The latch clicked and John stepped out from behind the secret panel near the armoire.
“Where were you?” Olivia asked.
“Downstairs.” John’s face twisted. “Dearest, word has come from William.”
“What is it?” They had been waiting anxiously for weeks to hear from Will and Penny about the new baby. John’s expression told her it was not good news. She held her breath.
“I’m sorry, Olivia. The baby did not survive.”
Olivia sank into a chair. “No. That cannot be. The doctor said she would be well. What happened?” Her heart hammered inside her chest. She couldn’t breathe.
“I do not know. The rider only related that Penny’s baby, a boy, was stillborn and that Penny and William are on their way home.”
“When did it happen?” Olivia had known something was wrong when she hadn’t heard from Penny, or Penny’s mother, Honoria, since Hallowmas. An answer to her letters had never been returned. Olivia hoped that the new baby had taken up everyone’s time. However, as the weeks passed silently, Olivia couldn’t bring herself to write again. She daren’t think about the alternative.
“Six weeks or almost. The rider related Penny took to her bed and that William has been beside himself with worry. It seems he finally convinced her to come home.”
“When do they arrive?” Olivia glanced at the clock again.
“Today.” He handed her a letter. “Tis from William.”
Olivia cracked the wax.
Dearest Lady O –
It is with heavy heart that I write to tell you we have lost our most precious gift. The baby, whom we named Fitzhugh, is with God. Penny still grieves and my mother-in-law suggested we come home to Caymore. She said you would know how to help Penny. I pray with all my heart, you will know what to do to bring my lovely wife back to me.
Will
Olivia crumpled the paper and threw it in the fire. Oh, God. Her dearest Penny.
“What does he sa
y?” John asked.
Olivia glanced at the rug under John’s feet. “Penny is not well. As can be expected. They named the baby Fitzhugh.” Olivia choked on a sob. “Oh, John, what shall we do?”
John knelt at her feet and took her hands in his. “Dearest, we will love them as we always have done. In time, though one can never forget, their hearts will heal and a new baby will take his place.”
“But what if that does not happen? What if there is no other?” She squeezed his hands tight, as if that would take away her pain. Throughout her marriage, Olivia had been barren. Penny’s baby, as the heir presumptive to the Caymore title, would have been the one Olivia had never had. But now…
“Livvy, you cannot think such things. You are tired, and need to return to bed and sleep until you are rested. It will do you no good to be in a state when they arrive. William needs you to be strong for Penny. He needs you to help her.”
“I could not sleep.” Olivia stood and stared blankly at the fire. The baby was dead.
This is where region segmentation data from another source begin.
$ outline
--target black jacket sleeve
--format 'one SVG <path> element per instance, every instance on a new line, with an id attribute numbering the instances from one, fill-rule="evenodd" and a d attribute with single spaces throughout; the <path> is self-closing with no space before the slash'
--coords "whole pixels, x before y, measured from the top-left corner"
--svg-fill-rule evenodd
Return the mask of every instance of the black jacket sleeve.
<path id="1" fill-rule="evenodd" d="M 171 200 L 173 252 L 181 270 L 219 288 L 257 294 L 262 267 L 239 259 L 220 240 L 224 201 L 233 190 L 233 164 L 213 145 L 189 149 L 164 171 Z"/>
“Dearest, you must. Come now, back into bed. I will make you tea with a little brandy. It will help you relax.”
“No, John, no brandy. Thank you, though.” She leaned into him for support as he helped her beneath the covers. Leaning against her pillows, she asked, “Will you not join me?”
“I cannot, dearest. I must start the day. There is much to prepare before I leave.”
“Oh, John, you cannot possibly go now. What shall I do without you? What will Penny do? You know how much she cares for you. She will take comfort knowing you are here for her. And William will need a strong shoulder as well. He looks upon you as a father.”